1911 marriage entry for Thomas Davies and Annie Hobson at St George's Church, Barnsley (from Ancestry)

The connection between this man and John Edward Davies was proved when I found Thomas' marriage certificate on Ancestry.  Note that address of bride and groom is 46 Grafton Street - William and Ellen's address in 1911.  The bride is called Annie - the name given in the newspaper cutting and her maiden name is Hobson.  The witnesses are John Edward Davies and his wife Ann Davies.  In 1905 Robert Atherton - mentioned in the newspaper report as Thomas' brother-in-law - had married Annie's sister Elizabeth Hobson at St John's Church in Barnsley.

So there we have it - two brothers, both remembered on the Commonwealth War Graves Commission website, but who lost their lives in such completely different ways in the First World War.  Thomas enlisted first in November 1914, but due to ill health and other pressures upon him felt he just couldn't cope with being in the army and ended his life in Barnsley canal - I think it was good of the military authorities to recognise that his death was in service and possibly exacerbated by worries about training and combat and permit him to have a CWGC commemoration.  However he is not remembered on any war memorial in the Barnsley area that we are aware of.  The following January his younger brother John enlists and was wounded in June 1916, not long after arriving in France with the Barnsley Pals.  He misses the first day of the battle of the Somme but returns to France in January 1917 only to be be killed in action in April.  John Edward Davies was remembered on the St John's church memorial - now sadly lost.

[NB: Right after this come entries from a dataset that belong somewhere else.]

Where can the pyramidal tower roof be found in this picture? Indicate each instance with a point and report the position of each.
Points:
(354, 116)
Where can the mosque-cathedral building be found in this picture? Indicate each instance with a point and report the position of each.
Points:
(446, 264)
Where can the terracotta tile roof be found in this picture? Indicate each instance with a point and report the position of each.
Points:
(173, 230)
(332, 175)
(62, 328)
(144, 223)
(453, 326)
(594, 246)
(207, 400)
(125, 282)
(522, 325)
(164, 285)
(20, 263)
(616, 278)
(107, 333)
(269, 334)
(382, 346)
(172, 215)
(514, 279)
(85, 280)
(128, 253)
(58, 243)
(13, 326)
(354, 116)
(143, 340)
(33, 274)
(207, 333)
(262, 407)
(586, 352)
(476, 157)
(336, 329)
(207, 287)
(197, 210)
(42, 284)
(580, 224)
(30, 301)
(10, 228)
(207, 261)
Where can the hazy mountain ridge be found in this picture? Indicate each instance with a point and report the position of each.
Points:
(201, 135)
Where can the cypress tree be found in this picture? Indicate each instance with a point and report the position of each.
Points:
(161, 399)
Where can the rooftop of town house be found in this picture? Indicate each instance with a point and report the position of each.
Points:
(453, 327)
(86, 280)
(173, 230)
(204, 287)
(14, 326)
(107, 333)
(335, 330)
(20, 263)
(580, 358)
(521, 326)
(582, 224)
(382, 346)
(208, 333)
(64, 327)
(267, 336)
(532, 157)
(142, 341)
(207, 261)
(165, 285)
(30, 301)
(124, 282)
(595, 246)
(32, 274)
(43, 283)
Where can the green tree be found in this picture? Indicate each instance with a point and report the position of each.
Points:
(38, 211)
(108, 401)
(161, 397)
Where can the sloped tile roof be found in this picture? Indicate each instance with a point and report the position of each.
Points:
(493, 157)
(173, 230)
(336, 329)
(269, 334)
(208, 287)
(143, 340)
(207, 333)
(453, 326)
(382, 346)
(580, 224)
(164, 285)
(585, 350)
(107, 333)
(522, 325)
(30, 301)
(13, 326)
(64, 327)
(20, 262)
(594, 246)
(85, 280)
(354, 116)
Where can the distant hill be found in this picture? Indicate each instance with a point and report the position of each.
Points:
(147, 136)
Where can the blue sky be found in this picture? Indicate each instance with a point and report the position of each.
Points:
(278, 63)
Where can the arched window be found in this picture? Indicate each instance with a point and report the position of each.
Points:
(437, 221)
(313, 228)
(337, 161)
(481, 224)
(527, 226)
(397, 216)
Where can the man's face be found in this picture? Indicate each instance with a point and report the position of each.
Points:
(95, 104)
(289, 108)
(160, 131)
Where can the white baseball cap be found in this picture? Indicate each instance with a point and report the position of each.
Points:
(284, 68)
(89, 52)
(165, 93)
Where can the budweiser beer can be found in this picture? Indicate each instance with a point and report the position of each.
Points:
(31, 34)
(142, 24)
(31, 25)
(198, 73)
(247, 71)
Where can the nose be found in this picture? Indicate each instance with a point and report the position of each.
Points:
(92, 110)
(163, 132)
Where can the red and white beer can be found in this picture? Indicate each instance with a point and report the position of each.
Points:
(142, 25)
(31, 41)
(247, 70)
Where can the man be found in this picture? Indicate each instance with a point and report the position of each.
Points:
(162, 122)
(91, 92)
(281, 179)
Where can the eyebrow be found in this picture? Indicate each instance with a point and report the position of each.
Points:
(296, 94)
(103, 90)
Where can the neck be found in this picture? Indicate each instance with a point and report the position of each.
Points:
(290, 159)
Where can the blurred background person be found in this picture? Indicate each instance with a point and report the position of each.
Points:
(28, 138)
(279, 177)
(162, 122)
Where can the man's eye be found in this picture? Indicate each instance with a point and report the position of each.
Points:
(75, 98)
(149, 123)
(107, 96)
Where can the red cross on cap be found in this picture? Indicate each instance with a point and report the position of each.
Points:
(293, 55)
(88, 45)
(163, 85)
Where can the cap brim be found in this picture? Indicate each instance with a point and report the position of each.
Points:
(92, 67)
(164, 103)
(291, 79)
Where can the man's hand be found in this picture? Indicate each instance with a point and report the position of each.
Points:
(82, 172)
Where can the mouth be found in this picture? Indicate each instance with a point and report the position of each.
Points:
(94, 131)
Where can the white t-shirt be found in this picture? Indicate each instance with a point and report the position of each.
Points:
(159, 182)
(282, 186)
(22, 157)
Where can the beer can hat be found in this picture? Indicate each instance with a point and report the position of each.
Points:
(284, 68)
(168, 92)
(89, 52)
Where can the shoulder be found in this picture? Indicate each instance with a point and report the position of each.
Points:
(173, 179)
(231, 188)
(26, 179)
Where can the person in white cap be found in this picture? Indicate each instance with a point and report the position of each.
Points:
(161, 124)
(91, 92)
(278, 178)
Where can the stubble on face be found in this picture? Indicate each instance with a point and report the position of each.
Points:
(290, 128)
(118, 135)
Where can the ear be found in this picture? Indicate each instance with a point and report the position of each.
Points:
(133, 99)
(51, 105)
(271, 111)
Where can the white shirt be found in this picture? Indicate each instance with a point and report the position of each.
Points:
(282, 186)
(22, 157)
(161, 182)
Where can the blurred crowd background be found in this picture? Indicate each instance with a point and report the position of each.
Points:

One last thing - a search for Arthur Allemby on the web did not solve the problem of where he vanished to after fathering Joseph Wilkinson Allemby, Phoebe's youngest son, in mid 1906, but it did return a possible solution to the missing daughter of John Edward Davies.  Phoebe Locke Allemby (nee Wilkinson) left a will and it is catalogued on The National Archives website as being held by Barnsley Archives (A/1882/B/1/193).  Among the beneficiaries are Harry Allemby, presumably Ann's brother, and a Laura Davis - surely the missing daughter despite the slightly different spelling?  So next time I'm in the Archives I'll be calling that up from the store!

Thanks for reading - I hope you enjoyed that puzzle as much as I did!